9. Evidence Code section 1236 authorizes the admission of hearsay if the statement is consistent with a witness's trial testimony and is offered in compliance with Evidence Code section 791. Evidence Code section 791 allows a prior consistent statement if offered after “[a]n express or implied charge has been made that [the witness's] testimony at the hearing is recently fabricated or is influenced by bias or other improper motive, and the statement was made before the bias, motive for fabrication, or other improper motive is alleged to have arisen.” (Evid.Code, § 791, subd. (b).)Here, defendant introduced his prior unmirandized statement without an objection from the prosecution that the foundational requirements for a prior consistent statement had been satisfied.

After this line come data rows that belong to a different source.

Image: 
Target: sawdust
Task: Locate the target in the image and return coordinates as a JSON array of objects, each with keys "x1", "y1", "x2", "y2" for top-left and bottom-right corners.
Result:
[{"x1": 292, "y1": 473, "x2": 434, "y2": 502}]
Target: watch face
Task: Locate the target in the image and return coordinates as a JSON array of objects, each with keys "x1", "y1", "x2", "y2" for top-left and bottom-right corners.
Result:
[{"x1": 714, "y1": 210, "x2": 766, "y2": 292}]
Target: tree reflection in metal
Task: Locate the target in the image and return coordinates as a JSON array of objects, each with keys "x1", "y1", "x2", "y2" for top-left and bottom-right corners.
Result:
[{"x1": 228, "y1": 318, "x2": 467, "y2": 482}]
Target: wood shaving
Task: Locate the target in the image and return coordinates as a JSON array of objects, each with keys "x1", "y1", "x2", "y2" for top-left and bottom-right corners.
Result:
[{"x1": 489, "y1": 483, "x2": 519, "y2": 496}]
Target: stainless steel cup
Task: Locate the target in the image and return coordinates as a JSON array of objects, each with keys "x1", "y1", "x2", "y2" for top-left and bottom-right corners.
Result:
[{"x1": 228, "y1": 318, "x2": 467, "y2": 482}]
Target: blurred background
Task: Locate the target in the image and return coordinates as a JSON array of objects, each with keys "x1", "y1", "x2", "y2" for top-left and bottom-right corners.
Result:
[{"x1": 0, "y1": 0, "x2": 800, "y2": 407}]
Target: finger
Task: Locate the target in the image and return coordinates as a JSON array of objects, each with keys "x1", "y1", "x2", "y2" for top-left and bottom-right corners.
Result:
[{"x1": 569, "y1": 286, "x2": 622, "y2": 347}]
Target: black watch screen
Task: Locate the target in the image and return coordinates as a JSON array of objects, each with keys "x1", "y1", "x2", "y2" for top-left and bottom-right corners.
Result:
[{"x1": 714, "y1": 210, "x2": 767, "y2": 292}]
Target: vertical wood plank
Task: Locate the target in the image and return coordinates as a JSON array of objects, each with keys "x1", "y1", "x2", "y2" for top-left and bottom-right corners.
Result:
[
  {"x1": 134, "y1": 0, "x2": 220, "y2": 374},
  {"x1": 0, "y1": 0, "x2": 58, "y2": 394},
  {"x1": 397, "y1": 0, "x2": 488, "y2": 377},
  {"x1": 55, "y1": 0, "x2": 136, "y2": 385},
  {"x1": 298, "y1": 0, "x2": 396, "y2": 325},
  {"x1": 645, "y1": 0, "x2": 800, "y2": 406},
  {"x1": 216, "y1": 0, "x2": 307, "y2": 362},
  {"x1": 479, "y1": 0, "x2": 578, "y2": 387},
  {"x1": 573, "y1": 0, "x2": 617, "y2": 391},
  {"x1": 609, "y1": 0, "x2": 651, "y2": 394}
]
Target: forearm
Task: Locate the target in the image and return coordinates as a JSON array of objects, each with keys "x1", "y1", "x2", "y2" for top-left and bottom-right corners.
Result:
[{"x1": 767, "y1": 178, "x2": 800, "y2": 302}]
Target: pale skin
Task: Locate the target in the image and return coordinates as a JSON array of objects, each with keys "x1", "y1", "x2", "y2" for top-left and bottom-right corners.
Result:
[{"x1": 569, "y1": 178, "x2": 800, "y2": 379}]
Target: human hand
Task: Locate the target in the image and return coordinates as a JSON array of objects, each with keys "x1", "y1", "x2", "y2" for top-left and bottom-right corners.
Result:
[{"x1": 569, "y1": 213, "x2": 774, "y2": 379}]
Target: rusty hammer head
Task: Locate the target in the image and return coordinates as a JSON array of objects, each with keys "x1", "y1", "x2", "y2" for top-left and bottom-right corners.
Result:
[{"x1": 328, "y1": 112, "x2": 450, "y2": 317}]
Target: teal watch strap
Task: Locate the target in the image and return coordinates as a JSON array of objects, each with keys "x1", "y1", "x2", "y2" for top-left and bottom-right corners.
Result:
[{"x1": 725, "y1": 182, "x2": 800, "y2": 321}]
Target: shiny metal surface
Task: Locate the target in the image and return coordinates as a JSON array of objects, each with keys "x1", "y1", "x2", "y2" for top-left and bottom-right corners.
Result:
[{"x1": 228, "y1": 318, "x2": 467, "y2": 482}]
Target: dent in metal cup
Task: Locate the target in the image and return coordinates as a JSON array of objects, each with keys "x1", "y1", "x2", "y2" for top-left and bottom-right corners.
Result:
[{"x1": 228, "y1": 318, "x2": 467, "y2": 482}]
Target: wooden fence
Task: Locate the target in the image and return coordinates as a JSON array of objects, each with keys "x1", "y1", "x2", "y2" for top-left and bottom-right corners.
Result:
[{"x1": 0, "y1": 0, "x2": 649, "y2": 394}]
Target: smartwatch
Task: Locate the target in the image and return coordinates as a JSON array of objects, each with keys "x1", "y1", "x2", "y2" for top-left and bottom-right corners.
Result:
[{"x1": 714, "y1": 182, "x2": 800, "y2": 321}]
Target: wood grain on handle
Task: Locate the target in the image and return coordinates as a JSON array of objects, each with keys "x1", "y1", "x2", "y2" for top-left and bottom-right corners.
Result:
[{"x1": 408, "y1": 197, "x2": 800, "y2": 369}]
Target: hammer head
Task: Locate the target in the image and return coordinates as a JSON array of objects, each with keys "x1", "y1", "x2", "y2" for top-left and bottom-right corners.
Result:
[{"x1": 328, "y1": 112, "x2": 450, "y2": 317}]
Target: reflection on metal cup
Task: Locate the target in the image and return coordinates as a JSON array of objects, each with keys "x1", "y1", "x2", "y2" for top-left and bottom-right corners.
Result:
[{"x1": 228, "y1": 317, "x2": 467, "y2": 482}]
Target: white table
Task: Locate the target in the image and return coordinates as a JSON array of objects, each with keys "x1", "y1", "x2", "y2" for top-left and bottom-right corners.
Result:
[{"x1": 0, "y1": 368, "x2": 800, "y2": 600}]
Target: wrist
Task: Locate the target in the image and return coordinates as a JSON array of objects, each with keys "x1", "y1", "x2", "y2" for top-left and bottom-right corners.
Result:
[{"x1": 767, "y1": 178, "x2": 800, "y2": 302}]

10. In his brief, defendant focuses on CALJIC No. 2.03. However, he suggests that the court also erred in giving CALJIC Nos. 2.71 [definition of admission] and 2.72 [admission insufficient by itself to support conviction] because these instructions permitted the jury to consider his direct testimony about his statements as evidence of guilt. We reject this suggestion for the same reasons we reject defendant's claim concerning CALJIC No. 2.03.
11. People v. Rubio, supra, 71 Cal.App.3d 757, 139 Cal.Rptr. 750 involved the same instruction given in Morris. (Id. at p. 767, 139 Cal.Rptr. 750.) There, stolen money was found on the ground near where the defendant was arrested. The court concluded it was error to give the instruction because it implied that the defendant's possession of the money had been established. (Id. at p. 768, 139 Cal.Rptr. 750.)
12. Unless otherwise specified, all statutory references in this section are to the Welfare and Institutions Code.
13. The age of eligibility for transfer to CYA was lowered in 1996 from 21 to 18 years. (See Stats.1996, ch. 195.)
14. Under Section 4019, presentence conduct credit is calculated “by dividing the number of days spent in custody by four and rounding down to the nearest whole number. This number is then multiplied by two and the total added to the original number of days spent in custody. [Citation.]” (People v. Fry (1993) 19 Cal.App.4th 1334, 1341, 24 Cal.Rptr.2d 43.)Thus, defendant's 508 days of actual credit, divided by 4 equals 127, times 2 equals 254 days.
BAMATTRE-MANOUKIAN, Acting P.J., and MIHARA, J., concur.